Beim Argentum SCG-7,5/3/4E Gold «Extreme» handelt es sich um das teuerste NF-Verbindungskabel von Argentum. Im Unterschied zum «Exclusive»-Modell kommen hier Leiterbündel mit vier Strängen à 0,55 mm sowie zusätzlich vier Stränge à 0,32 mm zum Einsatz. Die insgesamt acht Stränge pro Leiter sind ihrerseits mit einem Silbergeflecht umhüllt. Summa summarum verfügt dieses Kabel also über 32 Stränge aus hochreinem Silber. Die aufwändige Mehrfach-Abschirmung ist ansonsten mit derjenigen des SCG-6/4E Gold «Exclusive» vergleichbar. Als Cinch-Stecker kommt ein noch etwas massiveres Exemplar mit vergoldetem mittleren Pin aus reinem Silber zum Einsatz. Weiteres Unterscheidungsmerkmal: die rote Echtleder-Ummantelung.
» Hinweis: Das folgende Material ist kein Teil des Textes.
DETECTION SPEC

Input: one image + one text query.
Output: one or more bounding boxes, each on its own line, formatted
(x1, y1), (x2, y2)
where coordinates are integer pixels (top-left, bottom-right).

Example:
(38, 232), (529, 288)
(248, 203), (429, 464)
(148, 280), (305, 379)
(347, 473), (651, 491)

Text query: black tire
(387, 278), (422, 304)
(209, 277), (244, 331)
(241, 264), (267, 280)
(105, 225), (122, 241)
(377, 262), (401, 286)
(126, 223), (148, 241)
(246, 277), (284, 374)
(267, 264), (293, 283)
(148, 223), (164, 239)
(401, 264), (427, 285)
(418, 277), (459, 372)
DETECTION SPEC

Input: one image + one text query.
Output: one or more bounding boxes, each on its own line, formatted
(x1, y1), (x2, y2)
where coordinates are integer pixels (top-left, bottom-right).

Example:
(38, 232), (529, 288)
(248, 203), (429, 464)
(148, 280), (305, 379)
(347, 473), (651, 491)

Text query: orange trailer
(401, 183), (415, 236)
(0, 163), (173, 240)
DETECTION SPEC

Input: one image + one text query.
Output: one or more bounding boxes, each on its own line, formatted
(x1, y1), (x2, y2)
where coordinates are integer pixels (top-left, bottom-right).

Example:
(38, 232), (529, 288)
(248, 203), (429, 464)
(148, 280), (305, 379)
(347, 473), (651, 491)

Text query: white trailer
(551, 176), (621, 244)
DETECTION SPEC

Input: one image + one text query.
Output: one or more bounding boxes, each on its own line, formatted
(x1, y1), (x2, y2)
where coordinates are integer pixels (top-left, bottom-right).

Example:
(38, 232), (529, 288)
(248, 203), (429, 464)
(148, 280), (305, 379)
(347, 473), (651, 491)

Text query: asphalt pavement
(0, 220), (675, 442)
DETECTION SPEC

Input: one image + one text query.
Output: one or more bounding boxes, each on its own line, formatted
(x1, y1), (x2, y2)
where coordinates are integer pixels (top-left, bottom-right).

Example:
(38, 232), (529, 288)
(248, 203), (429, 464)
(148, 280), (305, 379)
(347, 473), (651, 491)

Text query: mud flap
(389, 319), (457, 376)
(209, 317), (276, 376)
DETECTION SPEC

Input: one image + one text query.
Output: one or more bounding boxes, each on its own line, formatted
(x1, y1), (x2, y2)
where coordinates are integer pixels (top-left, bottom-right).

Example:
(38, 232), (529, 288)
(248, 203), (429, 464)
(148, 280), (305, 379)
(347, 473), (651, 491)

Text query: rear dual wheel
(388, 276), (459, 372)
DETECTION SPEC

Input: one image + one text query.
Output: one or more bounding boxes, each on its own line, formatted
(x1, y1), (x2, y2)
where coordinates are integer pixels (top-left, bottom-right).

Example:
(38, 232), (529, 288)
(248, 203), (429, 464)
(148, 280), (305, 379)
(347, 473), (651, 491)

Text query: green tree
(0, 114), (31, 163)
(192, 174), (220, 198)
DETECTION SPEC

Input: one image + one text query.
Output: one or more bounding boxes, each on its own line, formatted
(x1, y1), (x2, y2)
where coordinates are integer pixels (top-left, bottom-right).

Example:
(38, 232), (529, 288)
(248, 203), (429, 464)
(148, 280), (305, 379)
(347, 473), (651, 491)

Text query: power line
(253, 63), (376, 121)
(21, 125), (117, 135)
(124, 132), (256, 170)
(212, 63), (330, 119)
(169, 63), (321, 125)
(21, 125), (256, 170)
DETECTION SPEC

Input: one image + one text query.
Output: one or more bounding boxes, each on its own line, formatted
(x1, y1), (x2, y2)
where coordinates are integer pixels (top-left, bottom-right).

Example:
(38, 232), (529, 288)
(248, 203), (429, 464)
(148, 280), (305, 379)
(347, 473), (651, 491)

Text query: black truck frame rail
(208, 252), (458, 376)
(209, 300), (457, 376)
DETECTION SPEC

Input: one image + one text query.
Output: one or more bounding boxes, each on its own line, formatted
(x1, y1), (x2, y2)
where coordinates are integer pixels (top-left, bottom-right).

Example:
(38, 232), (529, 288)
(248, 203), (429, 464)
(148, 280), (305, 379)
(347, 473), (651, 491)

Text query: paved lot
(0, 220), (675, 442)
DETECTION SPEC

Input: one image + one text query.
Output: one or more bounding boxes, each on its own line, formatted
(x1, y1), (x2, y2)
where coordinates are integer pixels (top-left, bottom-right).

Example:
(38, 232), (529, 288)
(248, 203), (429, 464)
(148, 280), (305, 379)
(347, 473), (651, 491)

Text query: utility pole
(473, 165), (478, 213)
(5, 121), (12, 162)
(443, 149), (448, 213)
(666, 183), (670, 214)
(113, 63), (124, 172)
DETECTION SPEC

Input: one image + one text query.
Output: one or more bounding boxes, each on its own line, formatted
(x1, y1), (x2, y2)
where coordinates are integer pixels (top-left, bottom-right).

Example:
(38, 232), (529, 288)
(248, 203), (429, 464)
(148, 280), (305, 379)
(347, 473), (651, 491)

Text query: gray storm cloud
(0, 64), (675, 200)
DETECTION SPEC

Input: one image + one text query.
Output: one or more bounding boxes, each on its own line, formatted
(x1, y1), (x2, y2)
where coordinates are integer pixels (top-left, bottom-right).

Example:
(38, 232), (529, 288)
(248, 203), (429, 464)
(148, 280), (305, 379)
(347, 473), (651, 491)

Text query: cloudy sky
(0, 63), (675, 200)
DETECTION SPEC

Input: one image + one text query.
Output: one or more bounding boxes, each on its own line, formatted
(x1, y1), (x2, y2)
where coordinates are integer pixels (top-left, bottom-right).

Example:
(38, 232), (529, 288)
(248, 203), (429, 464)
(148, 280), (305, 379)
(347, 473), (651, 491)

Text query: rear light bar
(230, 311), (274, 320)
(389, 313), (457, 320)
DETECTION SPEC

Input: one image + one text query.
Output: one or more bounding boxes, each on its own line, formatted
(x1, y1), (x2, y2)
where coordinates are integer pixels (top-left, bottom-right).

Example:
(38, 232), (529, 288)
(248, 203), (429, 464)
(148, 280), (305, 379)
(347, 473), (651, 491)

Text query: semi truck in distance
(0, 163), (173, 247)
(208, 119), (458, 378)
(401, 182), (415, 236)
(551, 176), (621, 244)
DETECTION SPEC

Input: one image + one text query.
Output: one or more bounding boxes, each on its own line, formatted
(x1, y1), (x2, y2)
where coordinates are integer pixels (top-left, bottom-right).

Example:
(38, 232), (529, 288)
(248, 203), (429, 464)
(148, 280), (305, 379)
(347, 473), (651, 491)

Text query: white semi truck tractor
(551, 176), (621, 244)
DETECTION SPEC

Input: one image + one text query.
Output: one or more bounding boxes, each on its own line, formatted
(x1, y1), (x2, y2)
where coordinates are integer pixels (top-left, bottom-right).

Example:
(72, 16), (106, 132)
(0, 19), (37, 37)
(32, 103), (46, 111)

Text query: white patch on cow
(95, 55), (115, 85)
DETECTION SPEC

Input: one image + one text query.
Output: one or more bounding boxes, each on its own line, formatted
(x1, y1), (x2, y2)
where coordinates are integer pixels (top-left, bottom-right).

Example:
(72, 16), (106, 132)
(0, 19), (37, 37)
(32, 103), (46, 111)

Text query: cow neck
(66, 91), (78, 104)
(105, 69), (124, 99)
Im Hörtest erwies sich dieses sehr teure Verbindungskabel als der Überflieger. Damit klang der Vorverstärker Michi P5 definitiv auf dem Niveau des Delta Pre von Classé. Tatsächlich hatte man subjektiv den Eindruck, dass die Wiedergabe einen ganz besonderen Glanz dazu gewann – während die Musik, direkt über den Delta Pre gehört, zwar noch etwas direkter, aber auch etwas nüchterner klang.
Das Argentum SCG-7,5/3/4E-GS «Extreme» eignet sich also für gezieltes Klangtuning – vor allem, wenn es darum geht, die Wiedergabe einer Anlage zu verschönern. Dies bei allerhöchsten Ansprüchen bezüglich Feindynamik und Durchhörbarkeit der Musik. Auch der Preis (ab CHF 2190.-) kann sich im Vergleich mit der Konkurrenz (etwa zu Reinsilberkabeln von Kimber Kable) durchaus sehen lassen.

Fazit
Die getesteten Verbindungskabel von Argentum überzeugen mit durchwegs sehr hoher Wiedergabegüte und erbringen den Beweis, dass Reinsilberkabel eine Wiedergabekette entscheidend aufwerten können. Dabei macht sich die nicht unerhebliche Investition natürlich erst bezahlt, wenn der Rest der Anlage klanglich auf einem adäquaten Niveau liegt. Dann nämlich macht es Sinn, mit Feintuning-Massnahmen wie dem Einsatz sehr teurer Kabel noch (sehr) viel Mehr an Klangqualität herauszuholen.
Hierfür sind die «Exclusive»- und «Extreme»-Verbindungskabel von Argentum bestens geeignet. Wer also einen separaten DAC oder getrennte Vor- und Endverstärker der Spitzenklasse sein Eigen nennt und auf der Suche nach Verbindungskabeln ist, die eine transparentere Wiedergabe realisieren: Bei Argentum wird er fündig. Und dies dankenswerterweise ohne übermässig analytischen Beigeschmack. Preis-Leistungs-Tipp in diesem Vergleich ist zweifelsohne das «Premium»-Modell des polnischen Herstellers, das für einen fairen Preis Topqualität anbietet. Argentum sollte man beim anstehenden Kauf von High-End-Kabeln mit auf dem Radar haben.